Streamline dependencies of docker CI images #951

ahnaf-tahmid-chowdhury · 2024-03-02T07:05:10Z

Description

This PR aims to optimize the dependencies of the docker CI images by:

Removing unused dependencies.
Updating Geant4 to version 11.2.1.
Changing the download method of HDF5 and Geant4 to use git clone from the source.
Switching solely to git clone to download dependencies, removing the dependency on wget.
Creating a new stage to store only binary files, thereby reducing the docker image size.

Impact

These changes are expected to streamline the dependencies of the docker CI images, reducing the image size and potentially improving performance.

Related Issues

Closes #750.

ahnaf-tahmid-chowdhury · 2024-03-03T03:42:39Z

Is it necessary to create an extra stage like HDF5 and MOAB, given that these are also external dependencies? I think we can remove these and instead update our workflow to create a binary/final stage to store only the binaries with minimal size, and we may choose the tag as dagmc.

gonuke

One question about installing things in the Dockerfile...

gonuke · 2024-03-04T22:16:33Z

CI/Dockerfile

+
+ARG INSTALL_DIR
+
+COPY --from=dagmc_test ${INSTALL_DIR} ${INSTALL_DIR}


What files are you copying here and why? If they aren't installed by make install then they probably aren't necessary.

In this step, I am using an empty image to copy all the installed files from the DAGMC step to the exact location. Therefore, in this image, we only contain the files available in /opt/*. There are no extra files or dependencies in this new image, which keeps the image size minimal, less than 90MB.

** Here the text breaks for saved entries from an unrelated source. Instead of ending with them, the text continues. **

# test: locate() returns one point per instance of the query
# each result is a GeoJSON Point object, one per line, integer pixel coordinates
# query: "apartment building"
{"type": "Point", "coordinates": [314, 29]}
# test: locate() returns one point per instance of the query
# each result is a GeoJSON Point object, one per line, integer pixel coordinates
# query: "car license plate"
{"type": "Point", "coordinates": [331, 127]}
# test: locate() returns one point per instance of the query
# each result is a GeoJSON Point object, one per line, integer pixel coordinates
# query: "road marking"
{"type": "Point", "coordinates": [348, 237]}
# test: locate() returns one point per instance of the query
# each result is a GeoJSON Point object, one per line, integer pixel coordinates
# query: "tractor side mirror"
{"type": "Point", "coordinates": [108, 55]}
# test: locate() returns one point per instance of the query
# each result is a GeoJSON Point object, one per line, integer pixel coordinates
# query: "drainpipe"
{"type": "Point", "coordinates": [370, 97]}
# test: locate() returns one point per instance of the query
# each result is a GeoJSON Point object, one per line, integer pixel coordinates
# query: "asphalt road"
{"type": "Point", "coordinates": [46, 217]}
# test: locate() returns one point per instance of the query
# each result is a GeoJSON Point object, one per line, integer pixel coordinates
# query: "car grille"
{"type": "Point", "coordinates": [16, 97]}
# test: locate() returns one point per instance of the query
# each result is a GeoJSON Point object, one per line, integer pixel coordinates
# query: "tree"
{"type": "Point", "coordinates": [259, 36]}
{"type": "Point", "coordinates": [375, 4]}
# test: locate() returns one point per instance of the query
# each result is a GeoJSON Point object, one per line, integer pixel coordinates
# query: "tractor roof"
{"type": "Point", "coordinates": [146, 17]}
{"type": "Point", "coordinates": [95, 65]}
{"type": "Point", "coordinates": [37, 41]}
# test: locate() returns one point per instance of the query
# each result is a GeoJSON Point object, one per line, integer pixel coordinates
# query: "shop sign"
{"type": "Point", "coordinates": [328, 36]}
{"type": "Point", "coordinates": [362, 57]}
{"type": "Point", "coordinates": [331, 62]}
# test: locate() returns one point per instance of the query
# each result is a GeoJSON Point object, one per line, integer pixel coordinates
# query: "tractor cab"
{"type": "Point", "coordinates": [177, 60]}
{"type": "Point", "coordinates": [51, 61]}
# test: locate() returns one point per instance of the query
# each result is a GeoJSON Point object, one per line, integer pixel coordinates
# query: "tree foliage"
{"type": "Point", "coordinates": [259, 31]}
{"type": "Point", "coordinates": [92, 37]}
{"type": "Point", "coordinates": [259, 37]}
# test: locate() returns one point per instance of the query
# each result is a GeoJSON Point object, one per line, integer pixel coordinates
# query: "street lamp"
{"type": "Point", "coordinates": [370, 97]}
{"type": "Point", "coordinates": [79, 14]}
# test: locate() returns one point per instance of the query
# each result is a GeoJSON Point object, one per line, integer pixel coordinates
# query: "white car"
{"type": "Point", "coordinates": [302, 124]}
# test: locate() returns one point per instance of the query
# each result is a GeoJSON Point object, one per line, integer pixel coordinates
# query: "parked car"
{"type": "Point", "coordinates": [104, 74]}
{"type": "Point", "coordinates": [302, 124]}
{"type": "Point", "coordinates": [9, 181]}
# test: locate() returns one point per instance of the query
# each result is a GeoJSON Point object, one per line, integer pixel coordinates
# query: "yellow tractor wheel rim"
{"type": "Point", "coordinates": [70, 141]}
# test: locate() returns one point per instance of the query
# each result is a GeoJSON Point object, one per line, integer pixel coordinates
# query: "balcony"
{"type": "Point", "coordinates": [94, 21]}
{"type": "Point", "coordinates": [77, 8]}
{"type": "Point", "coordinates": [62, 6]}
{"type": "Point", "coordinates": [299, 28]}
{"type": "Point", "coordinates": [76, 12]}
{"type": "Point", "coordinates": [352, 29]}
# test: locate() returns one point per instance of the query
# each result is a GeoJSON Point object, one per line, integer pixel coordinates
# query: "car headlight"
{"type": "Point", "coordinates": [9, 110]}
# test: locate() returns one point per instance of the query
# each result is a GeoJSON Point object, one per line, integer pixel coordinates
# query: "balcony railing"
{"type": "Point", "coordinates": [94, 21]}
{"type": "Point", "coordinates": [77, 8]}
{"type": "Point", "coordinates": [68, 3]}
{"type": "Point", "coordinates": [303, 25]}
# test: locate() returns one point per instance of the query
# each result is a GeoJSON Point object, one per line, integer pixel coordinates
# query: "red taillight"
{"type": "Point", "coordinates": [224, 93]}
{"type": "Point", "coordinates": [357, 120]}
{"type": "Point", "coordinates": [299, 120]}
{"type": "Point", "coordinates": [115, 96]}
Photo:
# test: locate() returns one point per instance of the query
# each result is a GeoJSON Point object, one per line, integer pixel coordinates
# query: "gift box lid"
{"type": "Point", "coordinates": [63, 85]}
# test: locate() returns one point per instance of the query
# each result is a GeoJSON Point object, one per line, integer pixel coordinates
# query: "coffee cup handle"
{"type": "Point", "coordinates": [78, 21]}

In this step we have, DAGMC, MOAB, HDF5, Double Down, Embree, Geant4. However, We can make it more minimal by copying only /opt/dagmc folder. I have chosen to copy the full folder as I am not sure if they are core dependency of DAGMC or only necessary to build DAGMC since we have all the binaries available that works without them.

By applying this step, we can update our docker_publish workflow to add a new tag as dagmc:latest upon PR merge, and dagmc:version/stable upon new release. This can help streamline other projects as well, such as PyNE and NukeLab. We can also update our documentations to use the docker version of DAGMC as well for the general users. Let me know if you find the idea useful.

Ah! You've already merged this PR. I was waiting for your response. The binary stage won't run until we update the docker_publish file. There are currently no instructions for this. I think I should create a new PR for it.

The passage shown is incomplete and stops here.